Robust Classification under Noisy Labels: A Geometry-Aware Reliability Framework for Foundation Models

TL;DR

This paper introduces a geometry-aware framework for robust classification with foundation models in noisy label scenarios, leveraging local geometry and reliability estimation to improve performance without retraining.

Contribution

It proposes a novel two-stage, geometry-informed inference method that enhances robustness to label noise in foundation models without requiring model retraining.

Findings

Outperforms standard K-NN in noisy conditions

Improves robustness on CIFAR-10 and DermaMNIST datasets

Uses local geometry for reliability estimation

Abstract

Foundation models (FMs) pretrained on large datasets have become fundamental for various downstream machine learning tasks, in particular in scenarios where obtaining perfectly labeled data is prohibitively expensive. In this paper, we assume an FM has to be fine-tuned with noisy data and present a two-stage framework to ensure robust classification in the presence of label noise without model retraining. Recent work has shown that simple k-nearest neighbor (kNN) approaches using an embedding derived from an FM can achieve good performance even in the presence of severe label noise. Our work is motivated by the fact that these methods make use of local geometry. In this paper, following a similar two-stage procedure, reliability estimation followed by reliability-weighted inference, we show that improved performance can be achieved by introducing geometry information.
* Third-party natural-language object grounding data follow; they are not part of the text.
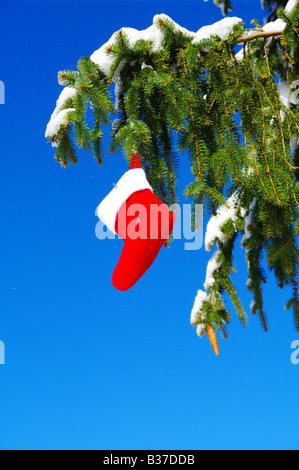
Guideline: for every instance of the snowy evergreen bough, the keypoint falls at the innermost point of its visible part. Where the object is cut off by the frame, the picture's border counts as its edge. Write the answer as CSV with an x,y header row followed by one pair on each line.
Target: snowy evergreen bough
x,y
234,111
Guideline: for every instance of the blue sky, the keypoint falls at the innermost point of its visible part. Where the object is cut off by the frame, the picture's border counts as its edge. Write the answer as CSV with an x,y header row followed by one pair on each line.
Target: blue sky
x,y
87,366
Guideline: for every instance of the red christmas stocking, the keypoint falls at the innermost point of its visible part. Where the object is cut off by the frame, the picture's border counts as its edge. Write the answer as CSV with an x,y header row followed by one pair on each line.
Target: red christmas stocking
x,y
133,212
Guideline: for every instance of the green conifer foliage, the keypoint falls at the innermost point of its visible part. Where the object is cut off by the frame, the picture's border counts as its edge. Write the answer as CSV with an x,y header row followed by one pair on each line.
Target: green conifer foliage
x,y
226,111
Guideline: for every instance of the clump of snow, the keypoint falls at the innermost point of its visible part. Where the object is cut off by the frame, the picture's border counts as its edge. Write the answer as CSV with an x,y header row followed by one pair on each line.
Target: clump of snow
x,y
59,115
200,329
216,222
284,93
154,34
54,124
212,266
290,6
248,223
221,28
273,26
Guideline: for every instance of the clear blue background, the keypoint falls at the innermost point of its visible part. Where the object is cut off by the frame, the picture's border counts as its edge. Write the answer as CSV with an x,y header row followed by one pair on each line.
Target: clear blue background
x,y
88,367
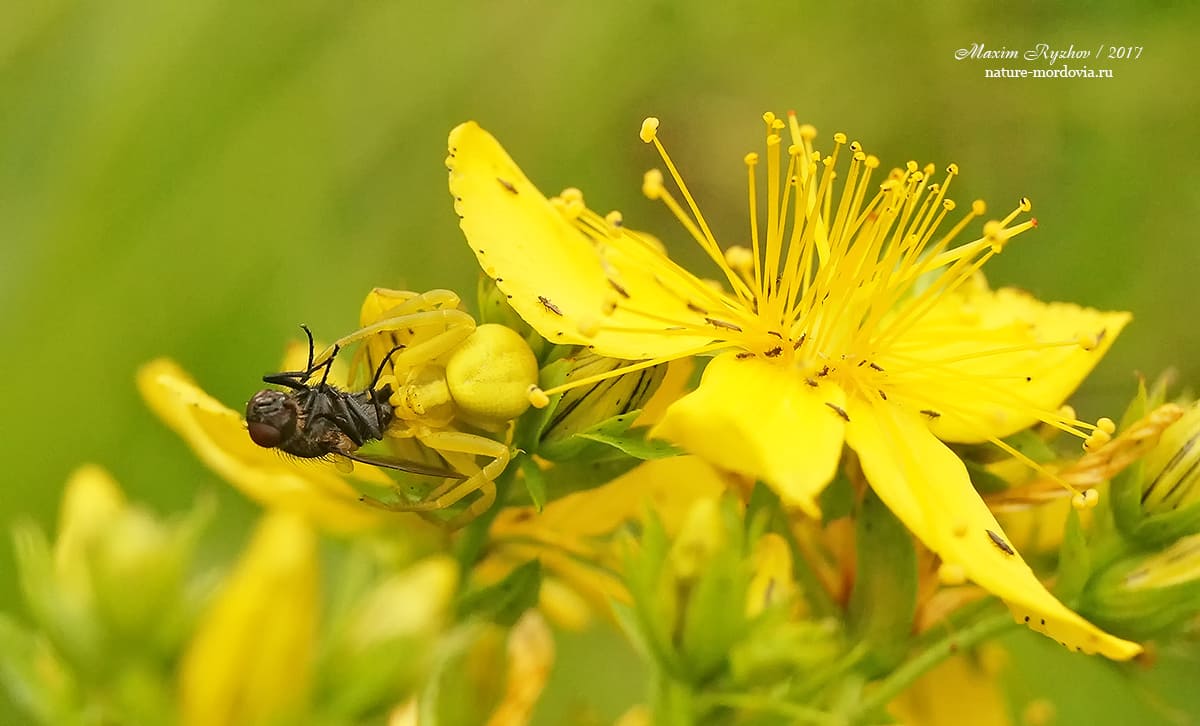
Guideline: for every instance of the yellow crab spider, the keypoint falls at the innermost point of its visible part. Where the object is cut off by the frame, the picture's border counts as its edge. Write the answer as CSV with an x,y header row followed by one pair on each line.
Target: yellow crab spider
x,y
447,373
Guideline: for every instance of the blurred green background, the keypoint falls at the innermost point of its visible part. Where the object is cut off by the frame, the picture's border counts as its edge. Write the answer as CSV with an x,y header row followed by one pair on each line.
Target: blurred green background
x,y
195,179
For a given instance, our proposed inference uses a local neighborhood of training data, obtained using the non-negative kernel (NNK) neighborhood construction. We propose several methods for reliability estimation that can rely less on distance and local neighborhood as the label noise increases. Our evaluation on CIFAR-10 and DermaMNIST shows that our methods improve robustness across various noise conditions, surpassing standard K-NN approaches and recent adaptive-neighborhood baselines.